Based on the current investigation, we therefore recommend improving the following predictions:

  • Cuy should not be recognized as duck and chicken meat.
  • Carrot cake should not be recognized as steak, beef, or meat loaf.
  • Mock meat should not be recognized as real meat.
  • Chicken should not be recognized a s beef.
  • And more.

Address sensitive predictions
Alcohol and weapons are two sensitive topics when presenting predictions in multi-ethnic production contexts. Concerning alcohol, data scientists would do well to prioritize the performance of predictions on food items containing alcohol (such as a bottle of wine),. The current systems often performed poorly in this respect.

In multiple instances, dinner knifes were labelled as weapons. Though less critical, data scientists are invited to explore the degree to which their food detection systems need to label weaponry.

Recognize the limits of image recognition systems
Image recognition technology is very exciting, but data scientists who want to create value for users in production need to make sure to recognize the technology’s limits.

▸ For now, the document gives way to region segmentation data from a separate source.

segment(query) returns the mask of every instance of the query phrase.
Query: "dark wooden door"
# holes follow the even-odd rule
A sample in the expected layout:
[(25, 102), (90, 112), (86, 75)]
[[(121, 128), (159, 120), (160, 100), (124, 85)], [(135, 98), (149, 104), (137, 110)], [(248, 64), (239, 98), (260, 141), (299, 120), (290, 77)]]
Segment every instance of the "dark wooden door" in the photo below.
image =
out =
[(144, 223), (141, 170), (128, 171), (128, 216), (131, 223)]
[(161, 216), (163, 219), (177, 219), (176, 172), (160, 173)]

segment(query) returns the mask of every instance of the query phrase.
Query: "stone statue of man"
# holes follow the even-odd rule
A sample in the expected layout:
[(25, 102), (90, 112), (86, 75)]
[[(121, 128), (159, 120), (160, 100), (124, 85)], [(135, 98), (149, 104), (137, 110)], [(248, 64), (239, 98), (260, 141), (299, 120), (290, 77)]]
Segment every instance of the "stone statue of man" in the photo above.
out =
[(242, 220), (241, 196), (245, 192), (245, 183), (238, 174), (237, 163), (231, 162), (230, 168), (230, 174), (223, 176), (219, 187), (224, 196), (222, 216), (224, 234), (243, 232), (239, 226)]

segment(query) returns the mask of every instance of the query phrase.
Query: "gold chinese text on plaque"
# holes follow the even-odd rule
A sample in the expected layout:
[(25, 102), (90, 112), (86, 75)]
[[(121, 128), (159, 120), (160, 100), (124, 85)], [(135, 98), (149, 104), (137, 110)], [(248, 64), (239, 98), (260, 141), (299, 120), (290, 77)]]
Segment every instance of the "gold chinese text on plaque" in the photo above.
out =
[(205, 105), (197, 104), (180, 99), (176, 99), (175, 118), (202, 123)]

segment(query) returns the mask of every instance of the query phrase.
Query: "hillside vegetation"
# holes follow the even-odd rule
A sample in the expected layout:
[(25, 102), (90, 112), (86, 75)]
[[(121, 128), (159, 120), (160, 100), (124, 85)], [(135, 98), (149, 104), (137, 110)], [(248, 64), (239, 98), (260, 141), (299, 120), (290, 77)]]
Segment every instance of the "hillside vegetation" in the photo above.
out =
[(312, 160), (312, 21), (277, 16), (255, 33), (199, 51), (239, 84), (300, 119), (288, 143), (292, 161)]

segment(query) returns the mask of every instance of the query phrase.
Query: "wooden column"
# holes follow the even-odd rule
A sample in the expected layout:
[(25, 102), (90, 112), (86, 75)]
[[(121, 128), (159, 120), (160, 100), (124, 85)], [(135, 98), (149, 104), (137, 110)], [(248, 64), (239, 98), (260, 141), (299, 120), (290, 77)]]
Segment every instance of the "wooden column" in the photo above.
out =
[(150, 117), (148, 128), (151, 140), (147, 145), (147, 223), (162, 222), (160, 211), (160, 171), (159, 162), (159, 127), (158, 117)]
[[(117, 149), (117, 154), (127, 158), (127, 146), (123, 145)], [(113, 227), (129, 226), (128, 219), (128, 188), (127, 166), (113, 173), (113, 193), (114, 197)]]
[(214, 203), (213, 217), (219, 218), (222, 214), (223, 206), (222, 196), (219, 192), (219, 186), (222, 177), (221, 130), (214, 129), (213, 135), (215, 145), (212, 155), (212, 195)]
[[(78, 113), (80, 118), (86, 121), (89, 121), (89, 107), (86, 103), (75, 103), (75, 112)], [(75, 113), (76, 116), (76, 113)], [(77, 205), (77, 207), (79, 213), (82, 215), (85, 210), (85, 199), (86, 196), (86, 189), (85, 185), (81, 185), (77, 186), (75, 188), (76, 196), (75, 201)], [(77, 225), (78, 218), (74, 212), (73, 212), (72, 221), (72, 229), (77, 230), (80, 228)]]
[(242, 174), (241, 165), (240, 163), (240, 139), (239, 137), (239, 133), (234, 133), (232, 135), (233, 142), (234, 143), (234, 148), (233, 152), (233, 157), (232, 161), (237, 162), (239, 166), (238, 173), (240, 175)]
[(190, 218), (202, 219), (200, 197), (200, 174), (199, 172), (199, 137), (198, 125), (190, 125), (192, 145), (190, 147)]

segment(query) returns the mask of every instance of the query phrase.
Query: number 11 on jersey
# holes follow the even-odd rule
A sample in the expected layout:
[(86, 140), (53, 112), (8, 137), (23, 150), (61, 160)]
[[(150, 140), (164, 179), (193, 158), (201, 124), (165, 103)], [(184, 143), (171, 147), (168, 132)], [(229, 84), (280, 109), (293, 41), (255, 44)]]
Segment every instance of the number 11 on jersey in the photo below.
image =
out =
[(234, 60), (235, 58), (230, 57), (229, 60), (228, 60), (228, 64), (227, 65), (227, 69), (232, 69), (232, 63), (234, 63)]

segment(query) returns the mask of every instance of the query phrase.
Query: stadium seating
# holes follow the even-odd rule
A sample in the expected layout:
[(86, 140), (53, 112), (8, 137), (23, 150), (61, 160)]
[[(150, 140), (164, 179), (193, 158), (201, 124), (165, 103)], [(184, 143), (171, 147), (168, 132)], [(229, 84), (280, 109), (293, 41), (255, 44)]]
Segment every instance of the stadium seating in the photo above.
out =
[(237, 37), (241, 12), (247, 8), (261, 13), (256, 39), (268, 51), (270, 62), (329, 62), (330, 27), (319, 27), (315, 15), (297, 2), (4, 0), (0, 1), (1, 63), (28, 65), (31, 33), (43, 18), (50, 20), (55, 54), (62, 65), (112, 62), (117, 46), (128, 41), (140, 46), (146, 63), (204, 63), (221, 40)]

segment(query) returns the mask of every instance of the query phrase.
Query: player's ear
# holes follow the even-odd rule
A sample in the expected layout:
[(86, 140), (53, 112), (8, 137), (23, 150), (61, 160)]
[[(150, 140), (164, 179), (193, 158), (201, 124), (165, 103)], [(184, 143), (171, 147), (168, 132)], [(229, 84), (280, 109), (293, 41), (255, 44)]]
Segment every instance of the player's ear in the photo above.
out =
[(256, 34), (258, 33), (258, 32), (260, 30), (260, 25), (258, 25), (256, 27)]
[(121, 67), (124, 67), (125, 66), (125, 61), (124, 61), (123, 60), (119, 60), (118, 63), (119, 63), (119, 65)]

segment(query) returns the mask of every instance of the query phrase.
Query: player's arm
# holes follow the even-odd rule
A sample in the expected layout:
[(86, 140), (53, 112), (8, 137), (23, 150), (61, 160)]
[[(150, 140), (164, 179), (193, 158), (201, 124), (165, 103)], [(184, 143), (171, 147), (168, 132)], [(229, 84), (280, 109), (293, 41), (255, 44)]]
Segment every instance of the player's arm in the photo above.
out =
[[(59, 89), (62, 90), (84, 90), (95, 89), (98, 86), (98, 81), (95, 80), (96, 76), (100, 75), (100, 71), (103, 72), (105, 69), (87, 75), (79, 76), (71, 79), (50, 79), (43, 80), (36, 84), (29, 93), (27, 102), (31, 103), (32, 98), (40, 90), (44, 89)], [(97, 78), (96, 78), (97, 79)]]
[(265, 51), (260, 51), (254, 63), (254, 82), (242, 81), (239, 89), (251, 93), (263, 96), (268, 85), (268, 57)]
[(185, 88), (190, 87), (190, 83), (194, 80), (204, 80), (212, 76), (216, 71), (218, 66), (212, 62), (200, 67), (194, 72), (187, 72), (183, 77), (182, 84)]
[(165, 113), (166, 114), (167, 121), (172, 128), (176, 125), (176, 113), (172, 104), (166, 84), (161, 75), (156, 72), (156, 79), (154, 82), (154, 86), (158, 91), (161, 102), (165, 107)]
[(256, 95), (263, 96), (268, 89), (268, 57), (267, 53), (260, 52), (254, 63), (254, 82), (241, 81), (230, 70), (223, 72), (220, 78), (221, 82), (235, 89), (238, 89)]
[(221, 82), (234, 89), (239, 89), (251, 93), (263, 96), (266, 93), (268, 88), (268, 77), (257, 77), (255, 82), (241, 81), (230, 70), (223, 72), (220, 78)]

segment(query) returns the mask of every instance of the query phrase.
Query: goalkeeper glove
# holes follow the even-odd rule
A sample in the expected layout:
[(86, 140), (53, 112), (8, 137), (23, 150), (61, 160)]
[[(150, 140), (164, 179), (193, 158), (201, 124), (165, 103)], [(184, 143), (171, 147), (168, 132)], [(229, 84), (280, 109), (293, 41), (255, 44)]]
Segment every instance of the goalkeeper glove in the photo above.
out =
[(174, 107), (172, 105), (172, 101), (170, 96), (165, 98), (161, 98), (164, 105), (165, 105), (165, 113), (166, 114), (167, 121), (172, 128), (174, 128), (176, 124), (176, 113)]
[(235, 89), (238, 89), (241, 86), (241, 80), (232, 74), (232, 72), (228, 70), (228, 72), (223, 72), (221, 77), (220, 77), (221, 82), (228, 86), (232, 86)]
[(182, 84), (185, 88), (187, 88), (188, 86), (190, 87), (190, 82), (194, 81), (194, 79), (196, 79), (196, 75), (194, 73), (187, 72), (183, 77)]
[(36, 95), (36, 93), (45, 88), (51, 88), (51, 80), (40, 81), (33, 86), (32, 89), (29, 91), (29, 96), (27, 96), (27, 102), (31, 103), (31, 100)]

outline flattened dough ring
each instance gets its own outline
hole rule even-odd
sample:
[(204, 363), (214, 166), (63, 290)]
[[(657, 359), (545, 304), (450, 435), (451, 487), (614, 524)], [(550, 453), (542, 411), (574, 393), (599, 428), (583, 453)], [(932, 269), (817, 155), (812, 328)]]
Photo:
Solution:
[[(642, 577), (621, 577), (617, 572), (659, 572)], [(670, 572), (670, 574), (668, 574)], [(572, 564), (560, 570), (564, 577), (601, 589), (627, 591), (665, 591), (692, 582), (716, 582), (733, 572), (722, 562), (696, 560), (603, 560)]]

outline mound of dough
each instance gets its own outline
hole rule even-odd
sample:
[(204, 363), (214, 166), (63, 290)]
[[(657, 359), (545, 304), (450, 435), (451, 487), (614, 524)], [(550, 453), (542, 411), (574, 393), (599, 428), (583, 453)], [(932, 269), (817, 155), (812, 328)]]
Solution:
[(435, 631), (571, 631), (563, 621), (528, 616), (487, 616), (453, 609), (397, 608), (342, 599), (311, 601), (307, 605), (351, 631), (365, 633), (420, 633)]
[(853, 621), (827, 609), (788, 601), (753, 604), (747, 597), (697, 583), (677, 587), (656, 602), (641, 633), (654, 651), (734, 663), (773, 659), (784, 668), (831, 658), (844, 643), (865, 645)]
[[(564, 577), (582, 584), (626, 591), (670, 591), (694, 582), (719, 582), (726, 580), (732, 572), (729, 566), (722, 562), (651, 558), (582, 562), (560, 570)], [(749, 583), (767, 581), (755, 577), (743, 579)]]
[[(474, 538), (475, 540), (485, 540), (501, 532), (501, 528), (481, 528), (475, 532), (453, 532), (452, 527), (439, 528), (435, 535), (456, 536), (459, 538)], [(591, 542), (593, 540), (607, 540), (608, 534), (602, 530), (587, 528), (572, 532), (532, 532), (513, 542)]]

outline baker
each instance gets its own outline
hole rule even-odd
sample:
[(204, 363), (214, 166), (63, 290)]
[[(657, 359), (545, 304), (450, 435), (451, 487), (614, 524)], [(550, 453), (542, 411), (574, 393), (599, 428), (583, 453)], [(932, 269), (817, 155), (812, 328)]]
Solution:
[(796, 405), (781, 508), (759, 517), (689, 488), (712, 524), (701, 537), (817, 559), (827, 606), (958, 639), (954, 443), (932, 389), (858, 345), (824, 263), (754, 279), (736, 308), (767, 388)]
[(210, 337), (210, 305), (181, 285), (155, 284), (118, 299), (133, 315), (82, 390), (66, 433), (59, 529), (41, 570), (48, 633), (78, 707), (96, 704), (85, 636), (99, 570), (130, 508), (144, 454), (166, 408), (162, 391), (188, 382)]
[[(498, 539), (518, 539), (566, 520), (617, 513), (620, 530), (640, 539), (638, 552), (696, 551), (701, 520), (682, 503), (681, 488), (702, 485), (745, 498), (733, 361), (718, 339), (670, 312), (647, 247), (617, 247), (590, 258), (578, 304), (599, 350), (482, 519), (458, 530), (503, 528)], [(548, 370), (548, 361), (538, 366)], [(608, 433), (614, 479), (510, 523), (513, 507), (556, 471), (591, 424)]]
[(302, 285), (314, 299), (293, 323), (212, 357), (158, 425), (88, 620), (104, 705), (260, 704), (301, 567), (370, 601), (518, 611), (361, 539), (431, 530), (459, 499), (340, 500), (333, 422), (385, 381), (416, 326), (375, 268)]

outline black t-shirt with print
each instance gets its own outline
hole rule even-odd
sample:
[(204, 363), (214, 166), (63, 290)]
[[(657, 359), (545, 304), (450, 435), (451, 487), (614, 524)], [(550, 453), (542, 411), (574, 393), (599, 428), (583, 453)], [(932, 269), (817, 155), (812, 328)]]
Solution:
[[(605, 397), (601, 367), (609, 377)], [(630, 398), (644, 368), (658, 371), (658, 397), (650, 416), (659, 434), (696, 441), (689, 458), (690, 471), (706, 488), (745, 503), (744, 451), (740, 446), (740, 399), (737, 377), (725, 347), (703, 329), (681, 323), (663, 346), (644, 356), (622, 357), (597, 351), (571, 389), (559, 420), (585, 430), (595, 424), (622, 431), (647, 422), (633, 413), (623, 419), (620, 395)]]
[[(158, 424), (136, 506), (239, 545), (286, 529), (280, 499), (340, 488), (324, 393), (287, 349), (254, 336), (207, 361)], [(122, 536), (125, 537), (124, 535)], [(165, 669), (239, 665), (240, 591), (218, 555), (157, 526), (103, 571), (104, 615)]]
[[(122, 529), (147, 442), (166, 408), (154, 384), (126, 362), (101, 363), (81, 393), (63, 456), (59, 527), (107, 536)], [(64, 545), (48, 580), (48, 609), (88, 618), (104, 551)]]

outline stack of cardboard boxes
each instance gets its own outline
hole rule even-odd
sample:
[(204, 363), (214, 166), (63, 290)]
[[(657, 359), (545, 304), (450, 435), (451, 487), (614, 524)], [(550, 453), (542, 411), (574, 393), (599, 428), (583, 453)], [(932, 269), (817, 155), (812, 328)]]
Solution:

For instance:

  • Can a system actually detect if a waffle has Kaya and Margarine on it based only on an image without further context?
  • Can a system actually detect if a meal is gluten or sugar free simply based on an image without further context?
  • And more.


* This exploration included an analysis of Microsoft Azure, Google Vision, Amazon Rekognition and IBM Watson

**Belgium, Myanmar, Vietnam, Malaysia, the Philippines, Canada, the US, Yemen, Germany, England, Singapore, Bulgaria, and Ecuador.